A hybrid recommender model.

Parameters:
  • no_components (int, optional) – the dimensionality of the feature latent embeddings.
  • k (int, optional) – for k-OS training, the k-th positive example will be selected from the n positive examples sampled for every user.
  • n (int, optional) – for k-OS training, maximum number of positives sampled for each update.
  • learning_schedule (string, optional) – one of (‘adagrad’, ‘adadelta’).
  • loss (string, optional) – one of (‘logistic’, ‘bpr’, ‘warp’, ‘warp-kos’): the loss function.
  • learning_rate (float, optional) – initial learning rate for the adagrad learning schedule.
  • rho (float, optional) – moving average coefficient for the adadelta learning schedule.
  • epsilon (float, optional) – conditioning parameter for the adadelta learning schedule.
  • item_alpha (float, optional) – L2 penalty on item features
  • user_alpha (float, optional) – L2 penalty on user features.
  • max_sampled (int, optional) – maximum number of negative samples used during WARP fitting. It requires a lot of sampling to find negative triplets for users that are already well represented by the model; this can lead to very long training times and overfitting. Setting this to a higher number will generally lead to longer training times, but may in some cases improve accuracy.
  • random_state (int seed, RandomState instance, or None) – The seed of the pseudo random number generator to use when shuffling the data and initializing the parameters.
Variables:
  • item_embeddings (np.float32 array of shape [n_item_features, n_components]) – Contains the estimated latent vectors for item features. The [i, j]-th entry gives the value of the j-th component for the i-th item feature. In the simplest case where the item feature matrix is an identity matrix, the i-th row will represent the i-th item latent vector.
  • user_embeddings (np.float32 array of shape [n_user_features, n_components]) – Contains the estimated latent vectors for user features. The [i, j]-th entry gives the value of the j-th component for the i-th user feature. In the simplest case where the user feature matrix is an identity matrix, the i-th row will represent the i-th user latent vector.
  • item_biases (np.float32 array of shape [n_item_features,]) – Contains the biases for item_features.
  • user_biases (np.float32 array of shape [n_user_features,]) – Contains the biases for user_features.

Notes

Four loss functions are available:

  • logistic: useful when both positive (1) and negative (-1) interactions are present.
  • BPR: Bayesian Personalised Ranking [1] pairwise loss. Maximises the prediction difference between a positive example and a randomly chosen negative example. Useful when only positive interactions are present and optimising ROC AUC is desired.
  • WARP: Weighted Approximate-Rank Pairwise [2] loss. Maximises the rank of positive examples by repeatedly sampling negative examples until rank violating one is found. Useful when only positive interactions are present and optimising the top of the recommendation list (precision@k) is desired.
  • k-OS WARP: k-th order statistic loss [3]. A modification of WARP that uses the k-th positive example for any given user as a basis for pairwise updates.

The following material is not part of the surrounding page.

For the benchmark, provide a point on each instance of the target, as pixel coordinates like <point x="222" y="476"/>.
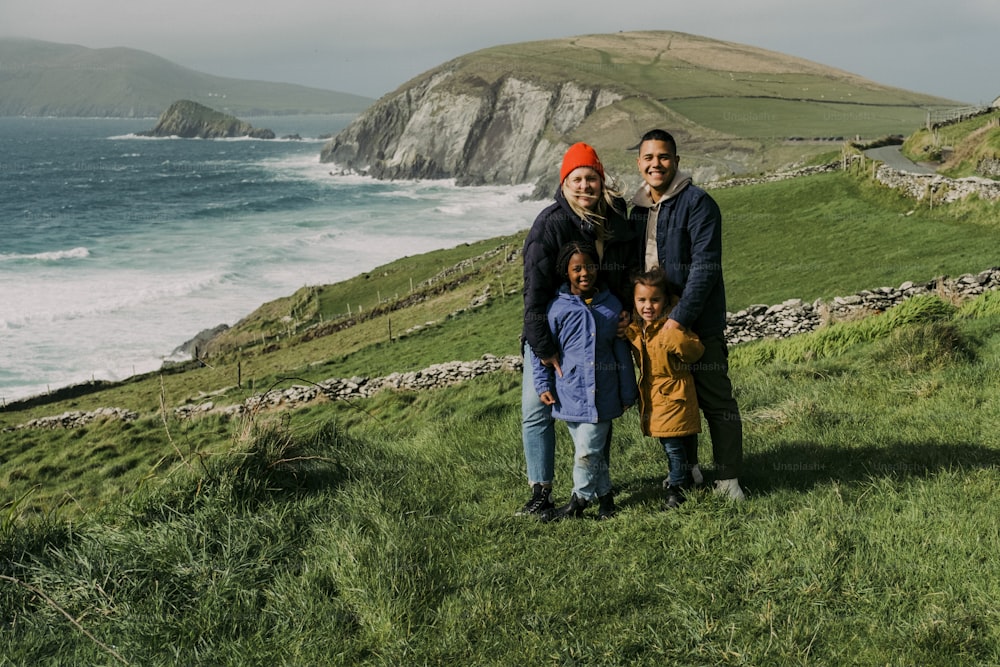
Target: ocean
<point x="116" y="249"/>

Two learning rate schedules are available:

References

[1]Rendle, Steffen, et al. “BPR: Bayesian personalized ranking from implicit feedback.” Proceedings of the Twenty-Fifth Conference on Uncertainty in Artificial Intelligence. AUAI Press, 2009.
[2]Weston, Jason, Samy Bengio, and Nicolas Usunier. “Wsabie: Scaling up to large vocabulary image annotation.” IJCAI. Vol. 11. 2011.
[3]Weston, Jason, Hector Yee, and Ron J. Weiss. “Learning to rank recommendations with the k-order statistic loss.” Proceedings of the 7th ACM conference on Recommender systems. ACM, 2013.
[4]Duchi, John, Elad Hazan, and Yoram Singer. “Adaptive subgradient methods for online learning and stochastic optimization.” The Journal of Machine Learning Research 12 (2011): 2121-2159.
[5]Zeiler, Matthew D. “ADADELTA: An adaptive learning rate method.” arXiv preprint arXiv:1212.5701 (2012).
fit(interactions, user_features=None, item_features=None, sample_weight=None, epochs=1, num_threads=1, verbose=False)

Fit the model.

Parameters:
  • interactions (np.float32 coo_matrix of shape [n_users, n_items]) – the matrix containing user-item interactions. Will be converted to numpy.float32 dtype if it is not of that type.
  • user_features (np.float32 csr_matrix of shape [n_users, n_user_features], optional) – Each row contains that user’s weights over features.
  • item_features (np.float32 csr_matrix of shape [n_items, n_item_features], optional) – Each row contains that item’s weights over features.
  • sample_weight (np.float32 coo_matrix of shape [n_users, n_items], optional) – matrix with entries expressing weights of individual interactions from the interactions matrix. Its row and col arrays must be the same as those of the interactions matrix. For memory efficiency its possible to use the same arrays for both weights and interaction matrices. Defaults to weight 1.0 for all interactions. Not implemented for the k-OS loss.
  • epochs (int, optional) – number of epochs to run
  • num_threads (int, optional) – Number of parallel computation threads to use. Should not be higher than the number of physical cores.
  • verbose (bool, optional) – whether to print progress messages.
Returns:

the fitted model

Return type:

LightFM instance

fit_partial(interactions, user_features=None, item_features=None, sample_weight=None, epochs=1, num_threads=1, verbose=False)

Fit the model.

Fit the model. Unlike fit, repeated calls to this method will cause training to resume from the current model state.

Parameters:
  • interactions (np.float32 coo_matrix of shape [n_users, n_items]) – the matrix containing user-item interactions. Will be converted to numpy.float32 dtype if it is not of that type.
  • user_features (np.float32 csr_matrix of shape [n_users, n_user_features], optional) – Each row contains that user’s weights over features.
  • item_features (np.float32 csr_matrix of shape [n_items, n_item_features], optional) – Each row contains that item’s weights over features.
  • sample_weight (np.float32 coo_matrix of shape [n_users, n_items], optional) – matrix with entries expressing weights of individual interactions from the interactions matrix. Its row and col arrays must be the same as those of the interactions matrix. For memory efficiency its possible to use the same arrays for both weights and interaction matrices. Defaults to weight 1.0 for all interactions. Not implemented for the k-OS loss.
  • epochs (int, optional) – number of epochs to run
  • num_threads (int, optional) – Number of parallel computation threads to use. Should not be higher than the number of physical cores.
  • verbose (bool, optional) – whether to print progress messages.
Returns:

the fitted model

Return type:

LightFM instance

get_item_representations(features=None)

Get the latent representations for items given model and features.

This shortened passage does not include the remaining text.